Corker is a staunch conservative, but a savvy politician, who reaches out to Democrats on common causes. “He is a conservative Republican, but I have found him a terrific partner to legislate with on areas where we agree,” Sen. Chris Coons (D-Del.) told the New York Times.

Corker chairs the Senate’s powerful Foreign Relations Committee. From that position, he joined Sen. Ben Cardin (D-Md.), the top Democrat of the panel, in introducing the 2015 legislation to give Congress the right to review and affirm or reject the Iran nuclear deal. And in March they unveiled a bill to slap sanctions on Iran for its ballistic missile testing.
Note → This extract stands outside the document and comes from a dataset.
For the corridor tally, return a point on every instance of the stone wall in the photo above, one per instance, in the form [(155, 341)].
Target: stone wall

He was also one of the few leading Republicans willing to call the president out after Trump equated white supremacist marchers in Charlottesville with counter-protesters. And his words were stinging: “The president has not yet been able to demonstrate the stability nor some of the competence that he needs to demonstrate in order to be successful,” Corker told reporters.

Corker’s announcement came on the same day that Republicans failed in another attempt to repeal and replace Obamacare. Some wonder whether Corker’s departure is being fed by frustration over his party’s inability to take advantage of its control of Congress and the White House.

Is Corker’s move going to make way for more Trump-like legislators to be elected? No one knows for sure. But hours after Corker’s announcement, Alabama Republicans picked Roy Moore as their candidate in a special election for the Senate seat once held by Attorney General Jeff Sessions. Moore is not a “pragmatic Republican,” but he stands a very good chance of winning the Senate seat in the general election.

Moore is known as the “Ten Commandments judge.” He is the guy who was twice removed as chief justice of his state’s supreme court for flouting federal law — once by refusing to remove a monument of the Ten Commandments he had commissioned, despite being ordered to do so by a federal court. Moore has declared that biblical law takes precedence over U.S. civil law. That will make it very difficult for him to swear to uphold the laws of the United States if he is elected.

In this coincidental exchange of Moore for Corker, we see a disturbing shift from what passes as the “center” to what is pretty clearly the fringe. That doesn’t bode well for Republicans hoping to govern, or for the majority of the public who constitute America’s middle — the true silent majority.